Convolutions with hypergeometric functions. (Q5952804)

This paper deals with the operator \(T(f)\) defined by the convolution/Hadamard product \((T(f))(z)=zF(a,b;c;z)*f(z)\) where \(F(a,b;c;z)\) denotes the classical hypergeometric function and \(f\in {\mathcal A}\), the class of all normalized analytic functions in the unit disc \(\Delta =\{z:\, | z| <1\}\). Let \(S=\{f\in {\mathcal A}:\, f ~\text{ is ~univalent ~in} ~\Delta\}\), \(R(\beta) = \{f\in {\mathcal A}: \, \text{ Re}\, f'(z) > \beta, ~z\in \Delta\}\) and \(S^{*}(A,B) =\{f:\, zf'(z)/f(z)\prec (1+Az)/(1+Bz)\), for some \(-1\leq B<A\leq 1\). The integral representation for \(T(f)\) was recently given by \textit{Y. C. Kim} and \textit{F. Rønning} [J. Math. Anal. Appl. 258, 466--489 (2001; Zbl 0982.44001)] and by \textit{R. Balasubramanian, S. Ponnusamy} and \textit{M. Vuorinen} [J. Comput.

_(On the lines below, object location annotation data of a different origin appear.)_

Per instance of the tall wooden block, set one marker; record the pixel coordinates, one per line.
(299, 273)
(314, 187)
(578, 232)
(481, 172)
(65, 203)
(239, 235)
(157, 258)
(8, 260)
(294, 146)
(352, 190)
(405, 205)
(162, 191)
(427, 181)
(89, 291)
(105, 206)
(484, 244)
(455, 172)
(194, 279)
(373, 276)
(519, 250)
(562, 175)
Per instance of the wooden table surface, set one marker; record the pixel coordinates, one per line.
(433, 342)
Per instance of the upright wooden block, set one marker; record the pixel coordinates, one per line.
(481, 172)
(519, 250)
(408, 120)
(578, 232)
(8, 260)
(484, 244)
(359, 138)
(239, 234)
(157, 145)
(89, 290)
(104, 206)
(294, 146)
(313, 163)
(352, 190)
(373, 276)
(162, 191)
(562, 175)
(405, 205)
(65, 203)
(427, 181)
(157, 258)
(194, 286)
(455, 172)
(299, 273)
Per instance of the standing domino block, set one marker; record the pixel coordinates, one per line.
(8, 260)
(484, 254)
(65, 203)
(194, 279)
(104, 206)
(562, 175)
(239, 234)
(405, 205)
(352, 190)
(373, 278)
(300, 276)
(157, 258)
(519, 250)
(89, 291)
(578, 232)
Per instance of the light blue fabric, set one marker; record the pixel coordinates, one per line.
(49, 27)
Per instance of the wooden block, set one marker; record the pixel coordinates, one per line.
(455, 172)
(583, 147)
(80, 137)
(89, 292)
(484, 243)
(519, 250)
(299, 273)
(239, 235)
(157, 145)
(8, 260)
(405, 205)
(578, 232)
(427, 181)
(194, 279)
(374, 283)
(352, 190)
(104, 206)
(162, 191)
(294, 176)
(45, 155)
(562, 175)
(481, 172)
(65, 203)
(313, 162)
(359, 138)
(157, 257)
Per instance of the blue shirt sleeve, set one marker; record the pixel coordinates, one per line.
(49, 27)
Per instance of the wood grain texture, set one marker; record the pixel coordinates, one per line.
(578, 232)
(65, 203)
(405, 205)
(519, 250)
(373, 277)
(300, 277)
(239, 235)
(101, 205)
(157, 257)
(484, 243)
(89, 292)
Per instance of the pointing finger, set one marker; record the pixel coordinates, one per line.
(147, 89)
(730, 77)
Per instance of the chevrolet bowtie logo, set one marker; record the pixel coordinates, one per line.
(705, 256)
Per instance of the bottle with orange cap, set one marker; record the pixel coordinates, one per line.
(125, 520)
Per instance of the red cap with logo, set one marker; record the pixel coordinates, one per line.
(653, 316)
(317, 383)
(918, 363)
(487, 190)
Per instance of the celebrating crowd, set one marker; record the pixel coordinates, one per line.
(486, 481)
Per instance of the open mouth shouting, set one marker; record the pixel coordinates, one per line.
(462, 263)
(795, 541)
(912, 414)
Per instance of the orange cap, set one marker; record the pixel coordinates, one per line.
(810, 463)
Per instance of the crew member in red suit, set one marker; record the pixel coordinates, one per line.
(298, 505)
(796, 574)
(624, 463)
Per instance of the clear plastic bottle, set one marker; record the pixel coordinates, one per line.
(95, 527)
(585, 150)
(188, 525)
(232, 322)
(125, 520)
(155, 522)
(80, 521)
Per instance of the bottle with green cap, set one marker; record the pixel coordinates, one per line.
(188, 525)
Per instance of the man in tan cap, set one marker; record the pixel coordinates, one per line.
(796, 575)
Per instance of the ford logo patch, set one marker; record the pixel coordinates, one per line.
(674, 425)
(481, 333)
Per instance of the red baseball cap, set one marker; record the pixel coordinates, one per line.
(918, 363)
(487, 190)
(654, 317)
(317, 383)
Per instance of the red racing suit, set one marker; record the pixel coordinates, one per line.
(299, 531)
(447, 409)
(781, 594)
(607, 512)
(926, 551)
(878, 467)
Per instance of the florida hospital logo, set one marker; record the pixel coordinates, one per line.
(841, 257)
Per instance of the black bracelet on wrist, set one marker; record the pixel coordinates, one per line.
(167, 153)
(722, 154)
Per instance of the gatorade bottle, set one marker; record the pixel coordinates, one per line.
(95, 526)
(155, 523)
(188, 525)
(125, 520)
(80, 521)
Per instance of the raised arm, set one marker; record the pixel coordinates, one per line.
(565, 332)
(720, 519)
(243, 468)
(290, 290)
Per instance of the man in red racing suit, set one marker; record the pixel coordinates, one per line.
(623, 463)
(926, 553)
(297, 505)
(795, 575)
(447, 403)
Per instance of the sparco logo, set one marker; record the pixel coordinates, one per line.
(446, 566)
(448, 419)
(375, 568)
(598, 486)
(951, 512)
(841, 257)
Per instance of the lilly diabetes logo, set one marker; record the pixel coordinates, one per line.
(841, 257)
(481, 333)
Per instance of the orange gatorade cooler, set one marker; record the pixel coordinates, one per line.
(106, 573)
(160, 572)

Appl. Math. 139, 299--322 (2002; Zbl 1172.33302)] where one can find a large number of results concerning operators of similar type. In the present paper the authors obtained conditions on the parameters \(a,b,c\) such that \(T(f)\in S^{*}(A,B)\) if \(f\in R(\beta)\) or \(S\).